Louis Nowra wrote Così after a real life experience close to the one depicted in this play. Throughout, it reeks of truth – pithy observations, chills of reality, horror, graveyard humour and moments of unexpected warmth. Written in 1992, the piece has had a long history of successful performances since its premiere.
Cosi is set at the time of the height of protest at Australia’s involvement in the Vietnam war, there is a background of social upheaval and questioning of previous attitudes and certainties. Medication became pathways for other ways of being – some intentional, some hugely experimental.
Lewis (Sean Keenan), a young and inexperienced theatre director, is to involve patients of a psychiatric ward in a theatre project. In theory, this could be anything – the overseeing social worker Justin (George Zhao) is frustratingly vague about the project, but anal about details like keeping the paperwork trail correct.
Any thoughts Lewis may have had about a suitable project – he does have some vague ideals of Brechtian leanings – are quickly pushed aside by the intense urge of one patient, Roy, played with unswerving strength by Robert Menzies. Roy needs to see the Mozart Opera Cosi Fan Tutte staged at any cost at all.
Other patients show up, although they seem less interested in theatre than in using it to avoid the usual grind of horrors their lives are ruled by in the wards.

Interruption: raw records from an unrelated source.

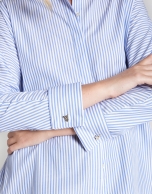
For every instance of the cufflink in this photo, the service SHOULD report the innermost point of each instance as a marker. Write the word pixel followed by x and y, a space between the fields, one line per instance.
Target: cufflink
pixel 96 137
pixel 66 118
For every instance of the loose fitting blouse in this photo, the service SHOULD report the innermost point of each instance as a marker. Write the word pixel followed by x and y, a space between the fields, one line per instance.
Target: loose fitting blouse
pixel 46 55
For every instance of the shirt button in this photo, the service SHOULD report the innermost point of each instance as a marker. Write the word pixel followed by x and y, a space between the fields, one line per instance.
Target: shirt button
pixel 66 118
pixel 96 137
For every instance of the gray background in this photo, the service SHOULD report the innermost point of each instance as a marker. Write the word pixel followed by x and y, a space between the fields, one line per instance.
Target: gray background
pixel 3 136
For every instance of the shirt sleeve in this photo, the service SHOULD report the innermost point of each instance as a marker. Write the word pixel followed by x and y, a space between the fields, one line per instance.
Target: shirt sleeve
pixel 55 108
pixel 113 117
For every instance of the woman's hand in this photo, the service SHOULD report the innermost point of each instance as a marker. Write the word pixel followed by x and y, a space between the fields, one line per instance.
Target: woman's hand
pixel 139 74
pixel 25 138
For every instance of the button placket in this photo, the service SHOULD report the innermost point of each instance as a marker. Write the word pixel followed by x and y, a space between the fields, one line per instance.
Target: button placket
pixel 66 118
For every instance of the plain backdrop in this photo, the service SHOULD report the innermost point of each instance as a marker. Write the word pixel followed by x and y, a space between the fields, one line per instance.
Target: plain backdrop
pixel 3 136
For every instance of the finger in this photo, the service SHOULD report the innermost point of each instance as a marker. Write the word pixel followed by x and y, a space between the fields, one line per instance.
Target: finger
pixel 12 148
pixel 11 141
pixel 10 134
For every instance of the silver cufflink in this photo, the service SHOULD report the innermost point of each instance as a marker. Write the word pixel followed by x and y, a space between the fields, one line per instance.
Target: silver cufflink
pixel 96 137
pixel 66 118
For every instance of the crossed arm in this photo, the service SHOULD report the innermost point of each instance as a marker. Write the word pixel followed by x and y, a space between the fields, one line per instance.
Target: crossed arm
pixel 139 74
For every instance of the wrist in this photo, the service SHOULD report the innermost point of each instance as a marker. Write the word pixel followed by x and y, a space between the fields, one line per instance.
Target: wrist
pixel 63 132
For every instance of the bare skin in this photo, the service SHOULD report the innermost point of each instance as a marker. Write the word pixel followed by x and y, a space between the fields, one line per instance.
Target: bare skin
pixel 139 74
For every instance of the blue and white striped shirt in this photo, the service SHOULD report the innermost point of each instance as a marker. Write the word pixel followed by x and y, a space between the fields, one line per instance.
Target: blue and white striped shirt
pixel 45 57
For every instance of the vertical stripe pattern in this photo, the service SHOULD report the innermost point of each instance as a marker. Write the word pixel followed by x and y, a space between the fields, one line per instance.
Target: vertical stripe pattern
pixel 45 57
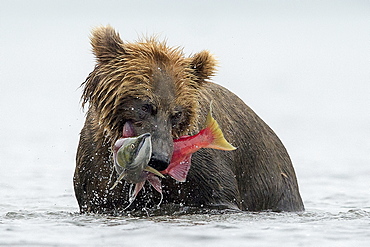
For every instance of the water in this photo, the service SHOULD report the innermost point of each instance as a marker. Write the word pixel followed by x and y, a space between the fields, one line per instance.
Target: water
pixel 302 66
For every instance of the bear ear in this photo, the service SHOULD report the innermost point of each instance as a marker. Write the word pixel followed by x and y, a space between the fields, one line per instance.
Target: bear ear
pixel 203 65
pixel 106 43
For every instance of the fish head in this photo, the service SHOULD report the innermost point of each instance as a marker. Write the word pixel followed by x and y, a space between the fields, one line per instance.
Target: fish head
pixel 131 155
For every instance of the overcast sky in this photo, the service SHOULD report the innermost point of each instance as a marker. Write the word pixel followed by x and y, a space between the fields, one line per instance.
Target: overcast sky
pixel 303 66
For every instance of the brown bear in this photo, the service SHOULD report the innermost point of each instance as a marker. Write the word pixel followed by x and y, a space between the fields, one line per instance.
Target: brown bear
pixel 160 91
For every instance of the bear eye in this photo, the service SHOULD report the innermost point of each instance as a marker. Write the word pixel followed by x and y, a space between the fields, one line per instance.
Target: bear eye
pixel 176 117
pixel 146 110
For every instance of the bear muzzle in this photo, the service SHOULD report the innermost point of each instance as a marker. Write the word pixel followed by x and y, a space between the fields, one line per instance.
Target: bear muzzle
pixel 159 162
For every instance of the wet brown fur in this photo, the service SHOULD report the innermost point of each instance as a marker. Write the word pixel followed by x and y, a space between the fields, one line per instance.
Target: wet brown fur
pixel 257 176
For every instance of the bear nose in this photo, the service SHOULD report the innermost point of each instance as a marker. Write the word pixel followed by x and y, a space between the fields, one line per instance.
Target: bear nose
pixel 159 162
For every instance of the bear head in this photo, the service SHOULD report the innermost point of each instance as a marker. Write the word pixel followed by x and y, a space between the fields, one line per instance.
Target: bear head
pixel 148 85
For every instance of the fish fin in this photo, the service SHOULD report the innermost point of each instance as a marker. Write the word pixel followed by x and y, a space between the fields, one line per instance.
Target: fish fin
pixel 155 182
pixel 118 180
pixel 133 194
pixel 152 170
pixel 219 141
pixel 180 170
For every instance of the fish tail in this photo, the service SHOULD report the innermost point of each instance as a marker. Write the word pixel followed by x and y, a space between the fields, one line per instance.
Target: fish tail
pixel 219 141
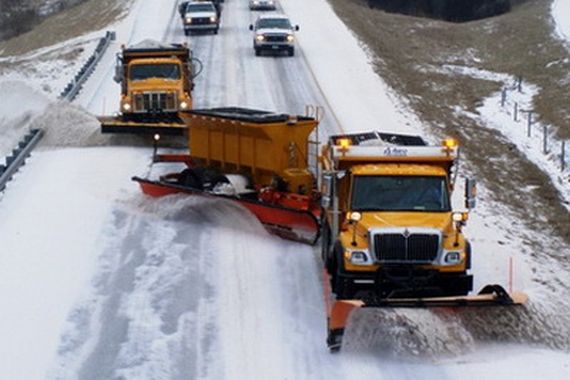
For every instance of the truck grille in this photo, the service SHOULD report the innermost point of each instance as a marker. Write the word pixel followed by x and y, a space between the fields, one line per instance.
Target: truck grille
pixel 275 38
pixel 156 102
pixel 406 248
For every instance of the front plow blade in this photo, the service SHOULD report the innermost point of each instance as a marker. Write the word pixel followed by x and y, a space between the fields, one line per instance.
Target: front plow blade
pixel 288 223
pixel 339 311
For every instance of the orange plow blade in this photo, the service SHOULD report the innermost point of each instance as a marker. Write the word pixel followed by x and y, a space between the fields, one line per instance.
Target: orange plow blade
pixel 286 222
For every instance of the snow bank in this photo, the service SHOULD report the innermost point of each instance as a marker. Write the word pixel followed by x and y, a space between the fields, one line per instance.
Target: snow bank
pixel 561 15
pixel 359 98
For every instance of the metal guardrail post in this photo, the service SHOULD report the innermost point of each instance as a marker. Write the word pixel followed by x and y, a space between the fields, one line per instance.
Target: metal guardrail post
pixel 18 157
pixel 75 85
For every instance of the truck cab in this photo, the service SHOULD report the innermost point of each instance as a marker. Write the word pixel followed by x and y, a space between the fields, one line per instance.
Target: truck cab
pixel 389 229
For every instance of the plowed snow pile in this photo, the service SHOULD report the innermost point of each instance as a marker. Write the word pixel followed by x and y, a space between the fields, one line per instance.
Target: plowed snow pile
pixel 442 332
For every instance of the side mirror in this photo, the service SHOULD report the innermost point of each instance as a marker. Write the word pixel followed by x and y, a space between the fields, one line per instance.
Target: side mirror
pixel 470 193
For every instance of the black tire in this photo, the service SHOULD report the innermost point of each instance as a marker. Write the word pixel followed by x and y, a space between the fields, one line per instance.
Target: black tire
pixel 189 179
pixel 340 285
pixel 328 262
pixel 468 253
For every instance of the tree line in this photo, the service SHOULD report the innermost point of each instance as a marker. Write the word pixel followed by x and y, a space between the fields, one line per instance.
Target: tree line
pixel 450 10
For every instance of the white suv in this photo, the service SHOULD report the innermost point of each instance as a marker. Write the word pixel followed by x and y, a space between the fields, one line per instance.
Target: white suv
pixel 200 16
pixel 262 5
pixel 274 33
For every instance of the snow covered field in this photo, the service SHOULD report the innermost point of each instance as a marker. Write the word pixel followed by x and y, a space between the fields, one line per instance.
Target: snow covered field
pixel 101 282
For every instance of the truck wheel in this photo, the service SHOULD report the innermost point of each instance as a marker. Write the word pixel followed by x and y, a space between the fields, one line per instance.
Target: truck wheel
pixel 325 248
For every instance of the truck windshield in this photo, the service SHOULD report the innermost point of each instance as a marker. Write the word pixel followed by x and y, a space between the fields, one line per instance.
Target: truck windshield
pixel 273 23
pixel 163 71
pixel 400 193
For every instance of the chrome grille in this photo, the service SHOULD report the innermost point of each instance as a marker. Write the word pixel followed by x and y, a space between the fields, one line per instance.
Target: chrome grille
pixel 201 20
pixel 155 102
pixel 406 248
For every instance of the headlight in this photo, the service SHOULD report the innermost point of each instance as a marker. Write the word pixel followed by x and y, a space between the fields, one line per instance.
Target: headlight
pixel 358 257
pixel 452 257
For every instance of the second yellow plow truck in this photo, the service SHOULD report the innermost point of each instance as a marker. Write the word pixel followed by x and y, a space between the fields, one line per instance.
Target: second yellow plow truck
pixel 156 89
pixel 389 235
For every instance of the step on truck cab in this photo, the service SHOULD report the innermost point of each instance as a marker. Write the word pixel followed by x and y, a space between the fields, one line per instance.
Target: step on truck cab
pixel 388 226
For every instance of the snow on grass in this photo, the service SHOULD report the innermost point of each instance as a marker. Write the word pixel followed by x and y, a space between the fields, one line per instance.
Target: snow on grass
pixel 359 98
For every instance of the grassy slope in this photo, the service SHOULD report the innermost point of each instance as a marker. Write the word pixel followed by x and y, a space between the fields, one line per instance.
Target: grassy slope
pixel 518 43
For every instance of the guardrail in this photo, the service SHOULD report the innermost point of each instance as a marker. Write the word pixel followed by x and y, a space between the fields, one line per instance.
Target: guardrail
pixel 24 148
pixel 74 86
pixel 18 156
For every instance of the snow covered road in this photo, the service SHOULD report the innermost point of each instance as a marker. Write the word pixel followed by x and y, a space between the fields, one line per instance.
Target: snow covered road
pixel 101 282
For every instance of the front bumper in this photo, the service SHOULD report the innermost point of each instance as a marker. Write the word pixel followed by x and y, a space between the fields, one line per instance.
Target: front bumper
pixel 198 27
pixel 407 282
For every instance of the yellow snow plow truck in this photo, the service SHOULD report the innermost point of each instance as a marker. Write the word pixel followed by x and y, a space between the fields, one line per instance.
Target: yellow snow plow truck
pixel 156 85
pixel 389 235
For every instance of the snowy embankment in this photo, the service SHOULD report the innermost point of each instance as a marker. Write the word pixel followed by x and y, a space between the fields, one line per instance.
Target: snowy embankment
pixel 358 97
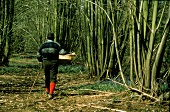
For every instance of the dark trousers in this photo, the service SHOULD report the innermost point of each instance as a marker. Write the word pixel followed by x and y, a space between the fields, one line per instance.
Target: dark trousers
pixel 50 69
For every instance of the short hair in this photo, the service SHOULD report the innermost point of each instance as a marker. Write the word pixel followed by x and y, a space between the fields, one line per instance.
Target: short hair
pixel 50 36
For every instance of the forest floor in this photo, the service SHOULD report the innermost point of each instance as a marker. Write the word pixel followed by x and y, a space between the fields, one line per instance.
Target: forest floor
pixel 22 90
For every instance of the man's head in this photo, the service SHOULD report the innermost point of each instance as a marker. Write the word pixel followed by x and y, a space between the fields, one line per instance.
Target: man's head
pixel 50 36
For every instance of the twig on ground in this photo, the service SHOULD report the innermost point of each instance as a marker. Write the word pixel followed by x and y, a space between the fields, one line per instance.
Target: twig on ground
pixel 100 107
pixel 136 90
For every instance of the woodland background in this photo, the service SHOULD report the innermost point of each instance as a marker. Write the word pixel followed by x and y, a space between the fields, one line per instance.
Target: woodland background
pixel 127 40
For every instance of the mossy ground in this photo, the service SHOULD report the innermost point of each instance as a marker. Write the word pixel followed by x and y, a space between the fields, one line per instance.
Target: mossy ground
pixel 22 90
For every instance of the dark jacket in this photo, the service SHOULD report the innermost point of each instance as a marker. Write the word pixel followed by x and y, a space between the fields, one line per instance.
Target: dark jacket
pixel 49 50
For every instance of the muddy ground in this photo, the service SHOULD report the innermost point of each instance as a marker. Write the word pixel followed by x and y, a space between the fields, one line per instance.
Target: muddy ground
pixel 22 90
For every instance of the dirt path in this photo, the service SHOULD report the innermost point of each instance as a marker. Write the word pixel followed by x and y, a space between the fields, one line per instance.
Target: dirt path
pixel 26 94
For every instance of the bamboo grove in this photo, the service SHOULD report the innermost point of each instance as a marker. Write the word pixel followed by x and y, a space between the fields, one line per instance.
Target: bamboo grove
pixel 118 39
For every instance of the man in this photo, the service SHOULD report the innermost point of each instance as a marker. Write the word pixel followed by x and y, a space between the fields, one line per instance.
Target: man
pixel 48 54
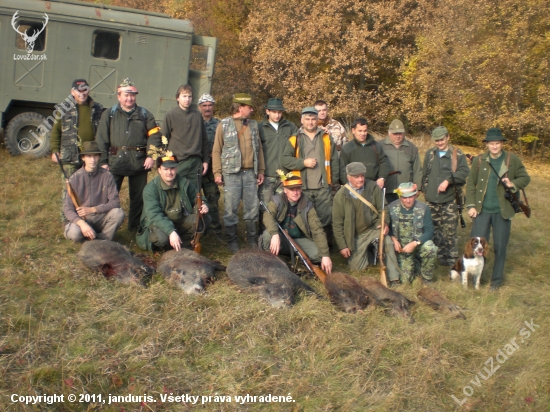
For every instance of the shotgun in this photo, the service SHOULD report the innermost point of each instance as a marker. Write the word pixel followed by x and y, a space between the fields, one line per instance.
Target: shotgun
pixel 70 192
pixel 313 269
pixel 383 280
pixel 196 242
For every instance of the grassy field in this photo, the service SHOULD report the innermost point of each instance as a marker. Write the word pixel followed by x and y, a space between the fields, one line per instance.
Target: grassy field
pixel 64 330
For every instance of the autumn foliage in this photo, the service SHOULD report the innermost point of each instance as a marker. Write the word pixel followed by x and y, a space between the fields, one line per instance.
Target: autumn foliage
pixel 469 65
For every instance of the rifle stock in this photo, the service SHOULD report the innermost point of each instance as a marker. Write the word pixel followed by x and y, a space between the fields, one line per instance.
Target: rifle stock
pixel 196 242
pixel 313 269
pixel 70 192
pixel 383 279
pixel 459 203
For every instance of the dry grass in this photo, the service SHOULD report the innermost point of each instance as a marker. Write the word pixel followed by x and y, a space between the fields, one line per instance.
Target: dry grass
pixel 66 330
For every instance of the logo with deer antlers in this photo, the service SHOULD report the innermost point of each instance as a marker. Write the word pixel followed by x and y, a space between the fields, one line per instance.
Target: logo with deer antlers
pixel 29 39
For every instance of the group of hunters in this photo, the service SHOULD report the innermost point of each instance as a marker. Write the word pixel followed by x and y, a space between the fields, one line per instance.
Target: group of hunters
pixel 292 170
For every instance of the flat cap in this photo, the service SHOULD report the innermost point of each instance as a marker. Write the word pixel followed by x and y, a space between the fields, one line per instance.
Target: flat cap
pixel 356 168
pixel 439 133
pixel 396 126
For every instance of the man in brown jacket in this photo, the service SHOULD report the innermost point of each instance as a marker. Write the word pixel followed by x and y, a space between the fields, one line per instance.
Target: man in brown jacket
pixel 99 214
pixel 238 163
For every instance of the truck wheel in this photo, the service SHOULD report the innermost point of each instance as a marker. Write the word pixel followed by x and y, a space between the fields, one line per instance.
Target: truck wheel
pixel 19 139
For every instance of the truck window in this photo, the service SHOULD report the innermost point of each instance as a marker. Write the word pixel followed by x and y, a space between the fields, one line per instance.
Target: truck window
pixel 26 31
pixel 106 44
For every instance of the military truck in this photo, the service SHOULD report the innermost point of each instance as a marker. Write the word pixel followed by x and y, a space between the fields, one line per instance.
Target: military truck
pixel 45 45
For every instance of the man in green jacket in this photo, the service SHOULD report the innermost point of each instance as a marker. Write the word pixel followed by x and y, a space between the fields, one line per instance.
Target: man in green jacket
pixel 77 124
pixel 445 169
pixel 356 221
pixel 312 155
pixel 187 138
pixel 168 219
pixel 124 133
pixel 274 133
pixel 211 191
pixel 295 213
pixel 485 198
pixel 403 158
pixel 364 149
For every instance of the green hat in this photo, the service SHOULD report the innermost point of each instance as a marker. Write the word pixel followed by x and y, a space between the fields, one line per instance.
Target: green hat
pixel 275 104
pixel 439 133
pixel 243 98
pixel 406 190
pixel 167 161
pixel 494 134
pixel 356 168
pixel 90 148
pixel 396 126
pixel 310 110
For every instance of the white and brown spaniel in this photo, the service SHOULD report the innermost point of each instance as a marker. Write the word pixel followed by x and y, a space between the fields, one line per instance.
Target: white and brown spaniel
pixel 471 263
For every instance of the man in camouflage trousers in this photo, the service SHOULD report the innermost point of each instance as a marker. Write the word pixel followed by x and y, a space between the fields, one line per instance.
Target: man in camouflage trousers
pixel 209 186
pixel 445 168
pixel 411 231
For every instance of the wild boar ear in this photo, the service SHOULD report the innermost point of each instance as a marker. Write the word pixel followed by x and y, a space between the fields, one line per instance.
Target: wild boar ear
pixel 257 280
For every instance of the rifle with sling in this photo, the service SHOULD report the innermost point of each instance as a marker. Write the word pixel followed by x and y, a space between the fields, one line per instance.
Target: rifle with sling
pixel 69 188
pixel 313 269
pixel 517 204
pixel 383 280
pixel 458 196
pixel 196 242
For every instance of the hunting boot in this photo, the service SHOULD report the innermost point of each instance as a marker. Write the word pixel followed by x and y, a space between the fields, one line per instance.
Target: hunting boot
pixel 232 241
pixel 252 234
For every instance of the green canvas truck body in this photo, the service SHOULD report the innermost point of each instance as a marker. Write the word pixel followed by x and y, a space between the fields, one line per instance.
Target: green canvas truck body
pixel 100 43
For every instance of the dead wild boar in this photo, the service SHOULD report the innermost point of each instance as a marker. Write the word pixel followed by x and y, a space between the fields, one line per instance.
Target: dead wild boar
pixel 187 270
pixel 346 293
pixel 396 303
pixel 267 275
pixel 438 302
pixel 114 261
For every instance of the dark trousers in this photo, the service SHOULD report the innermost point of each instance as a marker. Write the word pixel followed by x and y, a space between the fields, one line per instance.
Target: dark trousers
pixel 136 184
pixel 501 231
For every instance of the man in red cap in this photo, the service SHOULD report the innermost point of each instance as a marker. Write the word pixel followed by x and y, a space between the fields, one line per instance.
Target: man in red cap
pixel 124 133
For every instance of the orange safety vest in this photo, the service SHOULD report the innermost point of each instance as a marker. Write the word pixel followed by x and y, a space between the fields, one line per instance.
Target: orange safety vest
pixel 326 144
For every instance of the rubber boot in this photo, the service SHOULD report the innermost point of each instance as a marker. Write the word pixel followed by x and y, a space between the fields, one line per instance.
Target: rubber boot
pixel 232 242
pixel 252 233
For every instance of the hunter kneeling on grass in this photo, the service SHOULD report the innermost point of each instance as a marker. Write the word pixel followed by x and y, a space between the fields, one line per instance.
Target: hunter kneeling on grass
pixel 356 214
pixel 168 219
pixel 295 213
pixel 97 213
pixel 412 232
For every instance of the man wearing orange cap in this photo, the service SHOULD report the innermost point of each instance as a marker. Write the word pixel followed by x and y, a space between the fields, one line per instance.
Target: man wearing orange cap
pixel 123 135
pixel 295 213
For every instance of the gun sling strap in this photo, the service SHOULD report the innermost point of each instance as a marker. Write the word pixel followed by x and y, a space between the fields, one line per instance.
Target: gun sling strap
pixel 361 198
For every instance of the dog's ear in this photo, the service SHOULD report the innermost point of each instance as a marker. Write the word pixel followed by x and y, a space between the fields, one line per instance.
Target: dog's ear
pixel 469 249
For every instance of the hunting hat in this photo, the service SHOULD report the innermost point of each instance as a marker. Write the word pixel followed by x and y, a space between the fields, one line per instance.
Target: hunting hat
pixel 243 98
pixel 275 104
pixel 310 110
pixel 439 133
pixel 396 126
pixel 293 181
pixel 206 98
pixel 355 169
pixel 494 134
pixel 406 190
pixel 90 148
pixel 78 84
pixel 167 161
pixel 127 86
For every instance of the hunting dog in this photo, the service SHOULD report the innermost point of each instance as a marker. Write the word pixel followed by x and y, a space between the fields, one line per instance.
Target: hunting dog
pixel 471 263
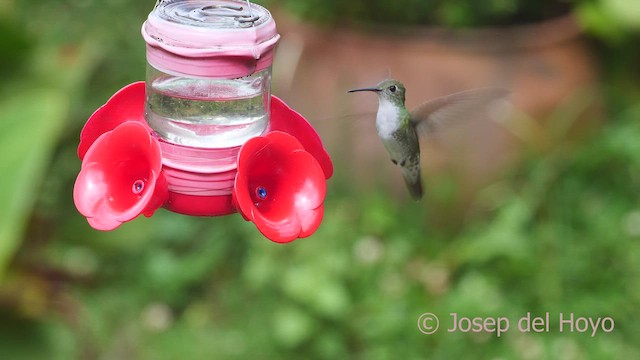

Julie (Esther Hannaford), a flower child whose addictions have lead her to some very confused morality; Henry (Glenn Hazledine), whose PTSD has his speech bound up in unintelligibility; Cherry (Bessie Holland) whose excessive cheer quickly turns to threats and knife wielding when things aren’t to her liking; Ruth (Katherine Tonkin) whose obsession with detail exhausts everyone’s patience; and Zac (Gabriel Fancourt), whose ups and downs remind us of how far we have come in treating bipolar disorder today.
Their immediate reaction to the proposed opera is to ridicule it – after all, “real”, “down to earth” people are so sure that they are not going to be engaged by the shenanigans of “fancy” types. The fact that these desultory participants also can’t sing or speak Italian seems a lesser issue to them, but is nevertheless a further stumbling block. Lewis translates the Italian, they decide that most of what is sung can be spoken anyway, and despite a number of frustrating setbacks, eventually the cast finds that there are some universal truths spoken in this oper, and that the behaviour of the characters gives reason to think about their own behaviour.
However, in the stresses and strains of all of this, it is the professionals who crack. Lewis, his polygamous lover Lucy (Esther Hannaford), and his best friend Nick (Gabriel Fancourt) come to a crisis point in their relationships, and it becomes apparent that insincerity, hypocrisy and dishonesty have made poor foundations for his world outside the crucible of the hospital. The breakdown is there for the patients to see; the parallels with the opera impossible to ignore.
The theme for the patients is, in part, redemption. Wisdom comes at various levels from the experience for them – some successfully integrate with the outside world, some do not. Even Roy’s obsession with the opera turns out to be mostly about the memory of one the few happy moments in his childhood.
A form of the opera evolves sufficiently during the rehearsal period that it is able to be staged for the rest of the hospital’s enjoyment. This was screamingly funny and the climax of the show. If the pace had been a little uncertain in the first act, the second became much surer. I suspect that the writing deliberately seeks to disorient the audience at the start – much to put us through the feelings of uncertainty the character Lewis suffers.
There was no doubt that the character Doug – played with cheerful menace by Rahel Romahn – was clearly a danger to the world at large, and his cleverness made him even more of a threat. His monologue about why he was institutionalized is a most disturbing piece, perhaps because it sounds so very like the self-justifying reasoning and simultaneous breathtaking insensitivity to others used by real murderers in actual court cases.
Other characters, however, merely seemed somewhat eccentric, leaving us to wonder why they might themselves have been incarcerated. Perhaps it is in the writing – Nowra wants us to feel empathy for them – but maybe that is how things were in a psych ward at the time.
Some of the physical theatre aspects of the performance were outstanding. Some of the humour found its mark, some didn’t “land”, but that is the nature of theatre – every night is a different show. Costumes evoked the period very effectively. Those of us of a certain age had strong moments of recognition.
Brief excerpts of Mozart’s music from the opera itself contrasted brilliantly with Chris Williams’ evocative mood pieces.
Stage and lighting design used simple and complex elements cleverly – the almost matte charcoal of the burned out shell of a disused theatre contrasted with the violent whites of the psychiatric ward through various doorways, then finally a clever “instant” set to pop up when the actual show was staged.
It was heartening to see so many school groups there on the night I attended, and also to see their enthusiasm for the work.
Peter Hurley reviewed Louis Nowra’s play Così on May 21st. Così, a collaboration by Melbourne Theatre Company and the Sydney Theatre Company, plays at Southbank Theatre The Sumner through June 8.